Hong Kong expects 5 million people to take part in a massive voluntary coronavirus testing programme, the city’s health minister has said.
While details for the testing have yet to be finalised, those wishing to take part will have to register, Secretary for Food and Health Sophia Chan Siu-chee said.
The plan was announced last Friday by Chief Executive Carrie Lam Cheng Yuet-ngor, and three laboratories from mainland China have been selected to help carry out the tests.
A team of 60 medical experts from mainland China will lead the process.
“We are still deciding on the exact process, but those who want to get tested will have to register first,” Chan said on a radio show, adding that the Innovation and Technology Bureau would help set up the registration system.
Hong Kong has been battling a deadly third wave of Covid-19 infections since early July, with 4,079 confirmed cases and 54 deaths so far.
Infection clusters have emerged among residents at care homes and at wet markets.
Chan said the city had been conducting mass testing in various high-risk groups, such as taxi drivers and care workers. So far, more than 160,000 people have been tested, and 18 people have been found to be sick.
More than 29,000 samples have been collected from districts such as Tsz Wan Shan, where many confirmed cases were reported.

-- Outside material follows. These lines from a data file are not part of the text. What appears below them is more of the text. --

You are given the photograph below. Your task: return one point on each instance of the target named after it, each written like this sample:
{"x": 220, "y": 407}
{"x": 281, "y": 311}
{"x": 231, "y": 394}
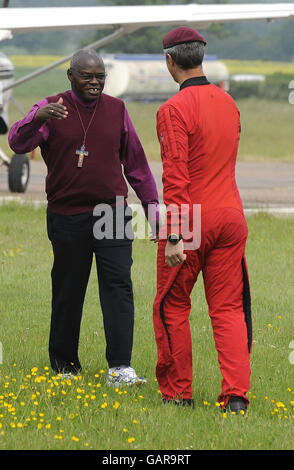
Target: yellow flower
{"x": 280, "y": 404}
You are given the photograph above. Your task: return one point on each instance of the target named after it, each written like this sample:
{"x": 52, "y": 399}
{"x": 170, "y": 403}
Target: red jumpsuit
{"x": 198, "y": 130}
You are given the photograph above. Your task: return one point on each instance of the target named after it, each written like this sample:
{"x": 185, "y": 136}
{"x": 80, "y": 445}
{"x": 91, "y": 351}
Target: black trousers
{"x": 74, "y": 245}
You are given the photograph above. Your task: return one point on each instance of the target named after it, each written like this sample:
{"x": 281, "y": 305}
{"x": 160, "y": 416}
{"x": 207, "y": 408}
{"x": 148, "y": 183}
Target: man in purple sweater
{"x": 86, "y": 137}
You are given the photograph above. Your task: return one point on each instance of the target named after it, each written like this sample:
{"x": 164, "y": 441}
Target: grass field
{"x": 39, "y": 411}
{"x": 267, "y": 126}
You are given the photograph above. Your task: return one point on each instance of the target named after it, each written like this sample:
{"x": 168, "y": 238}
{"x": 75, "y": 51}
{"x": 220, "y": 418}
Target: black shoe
{"x": 236, "y": 405}
{"x": 184, "y": 402}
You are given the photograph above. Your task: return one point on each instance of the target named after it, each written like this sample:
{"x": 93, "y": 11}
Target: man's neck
{"x": 88, "y": 104}
{"x": 191, "y": 73}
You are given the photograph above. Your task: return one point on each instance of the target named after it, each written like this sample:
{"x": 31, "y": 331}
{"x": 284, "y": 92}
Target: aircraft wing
{"x": 20, "y": 20}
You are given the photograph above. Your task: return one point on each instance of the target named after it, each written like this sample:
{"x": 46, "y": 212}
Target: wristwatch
{"x": 174, "y": 238}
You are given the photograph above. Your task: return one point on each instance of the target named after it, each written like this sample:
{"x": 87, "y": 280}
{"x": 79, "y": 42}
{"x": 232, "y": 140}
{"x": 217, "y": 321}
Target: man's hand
{"x": 174, "y": 253}
{"x": 52, "y": 111}
{"x": 154, "y": 237}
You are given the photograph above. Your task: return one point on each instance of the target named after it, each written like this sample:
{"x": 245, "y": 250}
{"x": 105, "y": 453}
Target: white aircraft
{"x": 124, "y": 20}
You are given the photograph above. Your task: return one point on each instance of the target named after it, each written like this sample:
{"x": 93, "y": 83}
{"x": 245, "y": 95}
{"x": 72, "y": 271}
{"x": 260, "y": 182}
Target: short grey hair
{"x": 187, "y": 55}
{"x": 83, "y": 54}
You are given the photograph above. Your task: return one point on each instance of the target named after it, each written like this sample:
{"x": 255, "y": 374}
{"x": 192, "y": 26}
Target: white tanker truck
{"x": 145, "y": 77}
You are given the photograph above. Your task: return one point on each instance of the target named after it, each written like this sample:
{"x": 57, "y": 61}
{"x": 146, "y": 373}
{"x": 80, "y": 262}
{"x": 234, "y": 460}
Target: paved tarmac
{"x": 261, "y": 184}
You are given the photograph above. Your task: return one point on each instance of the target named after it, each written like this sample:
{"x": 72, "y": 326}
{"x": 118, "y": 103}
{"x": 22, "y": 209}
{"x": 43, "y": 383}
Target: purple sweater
{"x": 114, "y": 149}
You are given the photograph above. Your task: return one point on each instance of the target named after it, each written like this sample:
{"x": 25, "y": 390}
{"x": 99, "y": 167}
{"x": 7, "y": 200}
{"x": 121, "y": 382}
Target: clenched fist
{"x": 52, "y": 111}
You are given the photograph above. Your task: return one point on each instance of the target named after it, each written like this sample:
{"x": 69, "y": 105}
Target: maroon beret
{"x": 181, "y": 35}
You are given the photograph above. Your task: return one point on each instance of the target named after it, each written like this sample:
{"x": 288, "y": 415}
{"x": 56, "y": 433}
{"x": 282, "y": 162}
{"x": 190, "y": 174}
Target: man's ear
{"x": 169, "y": 59}
{"x": 69, "y": 75}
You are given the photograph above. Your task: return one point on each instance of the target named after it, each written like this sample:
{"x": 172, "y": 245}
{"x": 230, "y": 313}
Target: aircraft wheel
{"x": 19, "y": 173}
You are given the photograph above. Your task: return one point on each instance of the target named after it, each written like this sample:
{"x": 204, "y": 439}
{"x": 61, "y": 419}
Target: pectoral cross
{"x": 81, "y": 153}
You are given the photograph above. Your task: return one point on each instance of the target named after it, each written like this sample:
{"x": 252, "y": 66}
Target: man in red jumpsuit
{"x": 198, "y": 130}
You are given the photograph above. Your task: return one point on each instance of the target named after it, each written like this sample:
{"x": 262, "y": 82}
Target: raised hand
{"x": 52, "y": 111}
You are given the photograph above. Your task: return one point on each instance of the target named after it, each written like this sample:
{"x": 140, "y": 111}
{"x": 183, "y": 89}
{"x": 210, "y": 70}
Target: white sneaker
{"x": 124, "y": 376}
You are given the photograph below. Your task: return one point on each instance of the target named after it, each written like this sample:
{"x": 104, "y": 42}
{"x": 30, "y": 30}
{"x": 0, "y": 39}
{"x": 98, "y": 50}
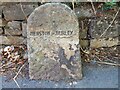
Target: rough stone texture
{"x": 11, "y": 40}
{"x": 1, "y": 31}
{"x": 24, "y": 29}
{"x": 83, "y": 12}
{"x": 18, "y": 11}
{"x": 98, "y": 26}
{"x": 53, "y": 43}
{"x": 13, "y": 28}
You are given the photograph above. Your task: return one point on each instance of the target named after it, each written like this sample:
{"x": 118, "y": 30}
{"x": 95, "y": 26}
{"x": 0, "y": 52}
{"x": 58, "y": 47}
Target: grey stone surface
{"x": 18, "y": 11}
{"x": 12, "y": 40}
{"x": 13, "y": 28}
{"x": 53, "y": 43}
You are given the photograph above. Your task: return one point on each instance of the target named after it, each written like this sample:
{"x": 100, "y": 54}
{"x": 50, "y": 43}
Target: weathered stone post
{"x": 53, "y": 43}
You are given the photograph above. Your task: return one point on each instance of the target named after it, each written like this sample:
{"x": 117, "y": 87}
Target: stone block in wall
{"x": 18, "y": 11}
{"x": 24, "y": 29}
{"x": 1, "y": 30}
{"x": 83, "y": 12}
{"x": 13, "y": 28}
{"x": 12, "y": 40}
{"x": 53, "y": 43}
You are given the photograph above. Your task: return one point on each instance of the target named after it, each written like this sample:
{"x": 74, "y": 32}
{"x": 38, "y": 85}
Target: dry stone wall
{"x": 13, "y": 21}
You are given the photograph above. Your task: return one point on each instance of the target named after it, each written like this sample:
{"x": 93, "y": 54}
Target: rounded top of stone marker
{"x": 53, "y": 17}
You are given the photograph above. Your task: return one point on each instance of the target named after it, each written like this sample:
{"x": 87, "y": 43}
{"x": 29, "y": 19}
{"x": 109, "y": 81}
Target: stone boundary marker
{"x": 53, "y": 43}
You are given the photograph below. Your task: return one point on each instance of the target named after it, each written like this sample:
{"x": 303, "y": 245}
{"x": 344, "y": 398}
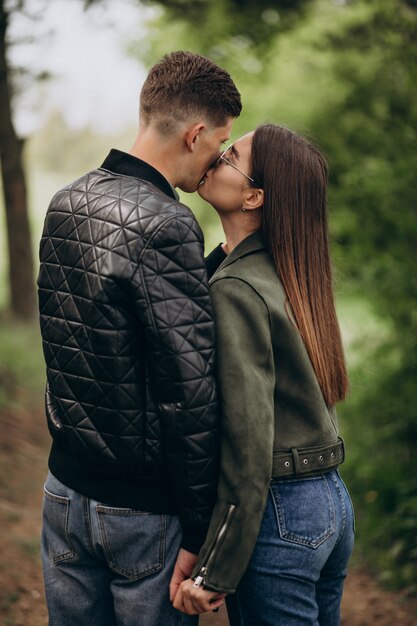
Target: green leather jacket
{"x": 273, "y": 408}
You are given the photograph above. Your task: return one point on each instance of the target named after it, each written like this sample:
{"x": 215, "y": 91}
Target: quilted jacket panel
{"x": 128, "y": 335}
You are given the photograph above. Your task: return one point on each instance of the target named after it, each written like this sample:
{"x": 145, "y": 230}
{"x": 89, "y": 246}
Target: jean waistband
{"x": 305, "y": 461}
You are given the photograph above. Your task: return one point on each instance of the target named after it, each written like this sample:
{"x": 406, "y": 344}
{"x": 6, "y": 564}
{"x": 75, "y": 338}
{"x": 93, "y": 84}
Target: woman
{"x": 282, "y": 532}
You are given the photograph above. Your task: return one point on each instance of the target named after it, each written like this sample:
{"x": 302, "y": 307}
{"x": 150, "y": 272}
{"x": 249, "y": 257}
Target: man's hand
{"x": 195, "y": 600}
{"x": 182, "y": 570}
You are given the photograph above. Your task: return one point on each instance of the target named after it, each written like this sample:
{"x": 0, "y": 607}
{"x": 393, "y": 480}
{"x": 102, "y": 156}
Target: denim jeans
{"x": 107, "y": 566}
{"x": 297, "y": 570}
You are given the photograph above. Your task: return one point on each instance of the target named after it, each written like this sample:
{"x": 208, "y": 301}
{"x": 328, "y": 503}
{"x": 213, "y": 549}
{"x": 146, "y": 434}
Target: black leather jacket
{"x": 128, "y": 338}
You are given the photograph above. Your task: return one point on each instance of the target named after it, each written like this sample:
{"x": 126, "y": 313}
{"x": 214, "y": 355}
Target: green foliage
{"x": 345, "y": 74}
{"x": 22, "y": 370}
{"x": 370, "y": 138}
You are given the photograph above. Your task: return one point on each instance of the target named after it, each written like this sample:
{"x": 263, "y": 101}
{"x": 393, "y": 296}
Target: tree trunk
{"x": 21, "y": 269}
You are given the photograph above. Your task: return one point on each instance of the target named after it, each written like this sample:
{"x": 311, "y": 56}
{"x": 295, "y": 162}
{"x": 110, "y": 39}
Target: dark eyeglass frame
{"x": 223, "y": 159}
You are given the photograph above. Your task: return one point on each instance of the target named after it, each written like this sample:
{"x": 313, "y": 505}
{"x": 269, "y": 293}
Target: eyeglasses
{"x": 223, "y": 159}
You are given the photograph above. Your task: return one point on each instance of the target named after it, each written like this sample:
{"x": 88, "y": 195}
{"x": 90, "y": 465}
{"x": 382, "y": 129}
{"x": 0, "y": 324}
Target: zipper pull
{"x": 199, "y": 579}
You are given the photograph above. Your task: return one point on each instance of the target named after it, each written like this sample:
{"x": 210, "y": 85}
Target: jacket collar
{"x": 126, "y": 164}
{"x": 252, "y": 243}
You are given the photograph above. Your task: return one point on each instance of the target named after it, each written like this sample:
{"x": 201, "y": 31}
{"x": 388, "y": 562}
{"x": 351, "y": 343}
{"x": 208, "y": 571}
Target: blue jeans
{"x": 107, "y": 566}
{"x": 297, "y": 571}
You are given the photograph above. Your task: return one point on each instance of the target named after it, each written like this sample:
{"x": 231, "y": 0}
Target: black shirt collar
{"x": 126, "y": 164}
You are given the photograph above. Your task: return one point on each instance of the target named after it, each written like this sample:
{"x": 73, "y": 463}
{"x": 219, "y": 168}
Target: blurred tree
{"x": 371, "y": 140}
{"x": 21, "y": 270}
{"x": 346, "y": 75}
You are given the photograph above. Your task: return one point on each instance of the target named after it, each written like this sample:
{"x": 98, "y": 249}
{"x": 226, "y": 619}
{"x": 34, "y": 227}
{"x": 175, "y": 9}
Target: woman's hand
{"x": 194, "y": 600}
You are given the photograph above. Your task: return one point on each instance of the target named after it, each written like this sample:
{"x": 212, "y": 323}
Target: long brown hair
{"x": 293, "y": 174}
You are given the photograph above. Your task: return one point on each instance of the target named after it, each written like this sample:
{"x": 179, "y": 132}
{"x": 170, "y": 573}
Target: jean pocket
{"x": 55, "y": 526}
{"x": 133, "y": 541}
{"x": 305, "y": 510}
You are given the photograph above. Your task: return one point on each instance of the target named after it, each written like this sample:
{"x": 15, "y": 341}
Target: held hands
{"x": 184, "y": 595}
{"x": 193, "y": 600}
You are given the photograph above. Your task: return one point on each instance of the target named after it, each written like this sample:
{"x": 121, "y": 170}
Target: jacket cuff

Chan said 20 people from that group had been confirmed to have Covid-19. Another 66,000 tests were conducted in buildings where confirmed cases were reported, she said.
While details of the testing plan were still being worked out, Chan said she understood it would be difficult for some residents to provide their own samples correctly, and would discuss with health experts whether it would be possible to set up sample-taking stations.
Health authorities will also study which method of sample taking – such as nasal swabs, deep throat saliva samples or throat swabs – will be the most efficient.
Chan said mainland laboratories would provide the staffing, but added she did not know how many people would be involved in the effort.
Infectious disease expert Joseph Tsang Kay-yan said the government’s mass testing plan would help contain the third wave, but said officials would have to standardise procedures to ensure all samples were valid.
He said if the government was going to test people based on nasal or throat swab samples, it should have medical staff do it rather than asking residents to provide their own samples.
“People may not have the training to do it correctly or find the right position, and I worry the test kits will go to waste,” he said.